Сказано, что в канун революции низы не хотят, а верхи не могут жить по–старому. Так это сказано не об обывателях, трутнях истории. Это, может, меньшинство, пчелы — недовольны: политики и идеологи от третьего сословия — несправедливостью феодализма, аристократы — скукой своей обеспеченности. И первые — ведут к революции и возглавят ее, а вторые (своим бегством во вседозволенность) — усиливают отвращение к старому строю. (Идеал первых — на восходящей дуге Синусоиды, вторых — на вылете вниз вон с нее.) А большинство, обыватели, — что бюргеры, что аристократы, — им что! Их идеал сегодня и сейчас достижим (он в самом низу перегиба Синусоиды). Всегда доволен сам собой, своим обедом и женой… Им хорошо. И таким и был Моцарт вне музыки.
Естественно, что таким, простым индивидуалистам, идеалы крайних индивидуалистов кажутся жуткими.
Заключение
Пора, давно пора кончать проверку гипотезы о непонимании как причине конфликтов и понимании как предпосылке консенсуса. И вам, читатель, теперь судить, хороша ли эта проверка и выдержала ли ее гипотеза о таком вот художественном смысле «Моцарта и Сальери».
Спасибо за упорство и внимательность, как бы вы ни отнеслись к прочитанному. Вдвойне спасибо за доброе отношение. Но если я вас не убедил, особенно — с тригонометрической аналогией истории искусства, то, напоследок, предлагаю вам самому ответить себе: как же получилось, что не в такую уж простую схему, как синусоида с отростками, уложились — без насилия над ними — идеалы столь многих художников (перечисляю в порядке их упоминания): Гайдн, Глюк, Пиччини, Ричардсон, Бомарше, Руссо, Ватто, Голдсмит, Макферсон, Гете, Шекспир, Байрон, Бекфорд, Гомер, Тирсо де Молина, Корнель, Расин, Мольер, Бетховен, Давид, Радищев, Гнедич, Достоевский, Петроний, Платонов, Буало, а также реальные Сальери и Моцарт и сам Пушкин разных периодов его творческой эволюции?

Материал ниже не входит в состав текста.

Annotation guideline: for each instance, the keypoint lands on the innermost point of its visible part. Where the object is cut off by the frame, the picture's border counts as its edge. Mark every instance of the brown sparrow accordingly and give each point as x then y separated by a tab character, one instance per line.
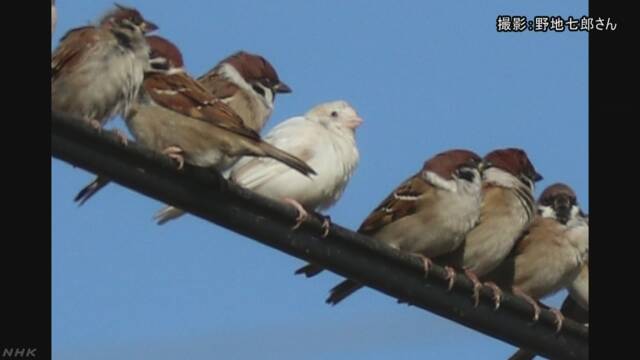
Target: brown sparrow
427	215
508	208
248	83
175	115
550	254
98	70
325	138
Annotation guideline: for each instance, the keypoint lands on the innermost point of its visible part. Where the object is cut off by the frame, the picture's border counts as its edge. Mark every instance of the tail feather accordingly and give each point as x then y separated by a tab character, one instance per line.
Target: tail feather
523	354
342	290
88	191
167	214
309	270
286	158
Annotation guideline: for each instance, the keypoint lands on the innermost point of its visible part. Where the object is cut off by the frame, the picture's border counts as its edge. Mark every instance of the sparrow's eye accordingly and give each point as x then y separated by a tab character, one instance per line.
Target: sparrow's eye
466	173
258	89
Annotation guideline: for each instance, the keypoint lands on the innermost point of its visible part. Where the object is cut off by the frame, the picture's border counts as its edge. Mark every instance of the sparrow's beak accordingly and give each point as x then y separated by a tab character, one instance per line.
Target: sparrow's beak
148	26
484	165
537	177
562	206
354	122
282	88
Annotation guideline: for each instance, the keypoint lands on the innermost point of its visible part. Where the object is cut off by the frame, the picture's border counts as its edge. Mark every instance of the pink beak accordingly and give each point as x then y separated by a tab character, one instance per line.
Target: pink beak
354	122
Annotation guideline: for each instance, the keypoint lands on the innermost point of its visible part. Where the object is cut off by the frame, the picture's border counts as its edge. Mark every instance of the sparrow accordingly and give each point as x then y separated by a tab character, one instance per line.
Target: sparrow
427	215
576	305
54	16
550	254
97	71
571	308
175	115
324	137
248	83
508	208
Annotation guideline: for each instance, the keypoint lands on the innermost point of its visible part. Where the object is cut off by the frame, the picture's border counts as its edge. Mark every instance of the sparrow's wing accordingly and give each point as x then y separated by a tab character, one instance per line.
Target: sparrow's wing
403	201
73	46
219	87
294	136
180	93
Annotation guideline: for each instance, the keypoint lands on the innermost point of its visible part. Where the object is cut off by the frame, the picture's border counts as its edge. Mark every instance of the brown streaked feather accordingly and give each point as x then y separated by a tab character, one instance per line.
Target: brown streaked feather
73	45
194	101
397	205
219	87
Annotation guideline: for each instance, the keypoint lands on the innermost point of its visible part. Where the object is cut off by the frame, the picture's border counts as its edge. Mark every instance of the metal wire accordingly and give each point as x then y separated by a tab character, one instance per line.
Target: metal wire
206	194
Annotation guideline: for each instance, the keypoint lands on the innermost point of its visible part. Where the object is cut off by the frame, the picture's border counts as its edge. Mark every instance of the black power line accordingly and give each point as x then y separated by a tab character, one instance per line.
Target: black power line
206	194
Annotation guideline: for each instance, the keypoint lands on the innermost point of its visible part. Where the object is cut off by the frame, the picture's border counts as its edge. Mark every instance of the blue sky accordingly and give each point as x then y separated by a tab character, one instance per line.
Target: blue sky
425	76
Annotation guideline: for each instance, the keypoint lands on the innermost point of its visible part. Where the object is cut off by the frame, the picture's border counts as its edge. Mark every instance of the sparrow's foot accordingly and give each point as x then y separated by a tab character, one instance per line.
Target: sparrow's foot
426	264
175	153
451	277
302	213
95	124
122	137
559	319
477	285
497	294
529	299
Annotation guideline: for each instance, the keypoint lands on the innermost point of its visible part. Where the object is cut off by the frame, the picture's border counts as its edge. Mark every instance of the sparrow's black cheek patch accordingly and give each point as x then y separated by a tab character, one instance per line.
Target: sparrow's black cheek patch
258	89
466	174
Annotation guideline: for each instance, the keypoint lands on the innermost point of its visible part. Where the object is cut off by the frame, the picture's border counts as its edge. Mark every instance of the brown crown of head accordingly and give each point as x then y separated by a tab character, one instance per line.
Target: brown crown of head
122	15
254	68
558	195
446	163
163	48
514	161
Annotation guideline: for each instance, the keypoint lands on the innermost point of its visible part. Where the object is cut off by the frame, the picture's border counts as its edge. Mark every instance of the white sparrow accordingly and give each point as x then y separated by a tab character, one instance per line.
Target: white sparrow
175	115
427	215
54	16
325	138
248	83
551	252
97	71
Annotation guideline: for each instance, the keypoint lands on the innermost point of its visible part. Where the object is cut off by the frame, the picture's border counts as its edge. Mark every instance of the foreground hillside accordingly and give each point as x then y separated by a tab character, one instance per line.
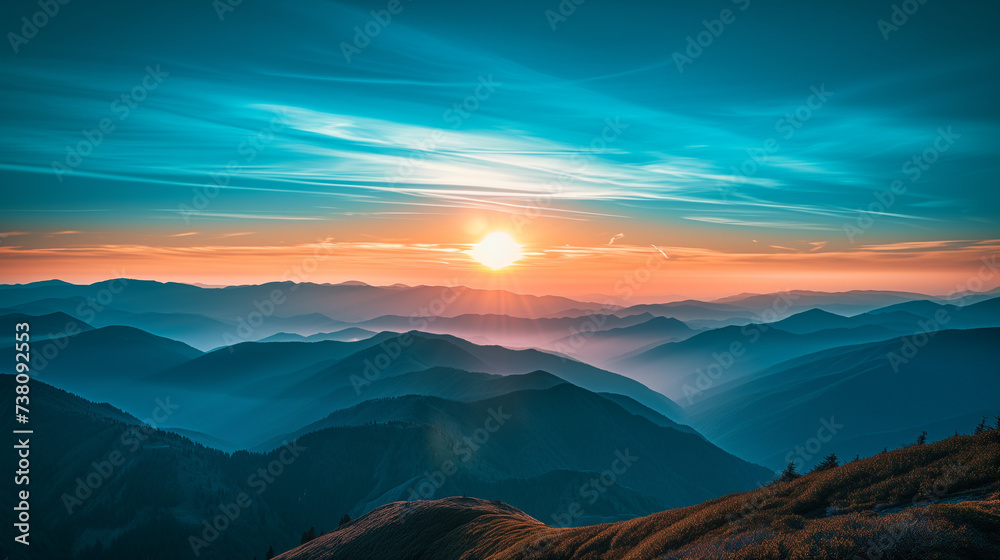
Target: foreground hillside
935	502
112	486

Истина в последней инстанции, конечно, недостижима. И, — поскольку данная работа научно–популярная и, значит, имеет отношение к науке, — было бы очень красиво перечислить те элементы трагедии, которые мне не удалось ассимилировать. Я даже стал перечитывать своих (в большей или меньшей степени) оппонентов именно с этой целью. И сдался: не получается. Похоже, я все могу объяснить по–своему. И перестал перечитывать. Наверно, я еще слишком горяч для такой работы, и нужно ее оставить для будущего.
Могу лишь признаться, что я, конечно, не все, написанное по–русски о художественном смысле «Моцарта и Сальери», прочел. Не по–русски — вообще ничего. И совершенно проигнорировал психоаналитическую интерпретацию. Она мне показалась такой притянутой, что я ее не смог одолеть чтением. Лишь перед тем, как сделать это признание, я переборол себя, прочел, но не захотел углубляться в эти все же малоперспективные, по–моему, дебри. И еще я посчитал себя не вправе как бы то ни было обсуждать очень уж специализированный музыковедческий текст Гаспарова во Временнике Пушкинской комиссии, изданном в 1977 г.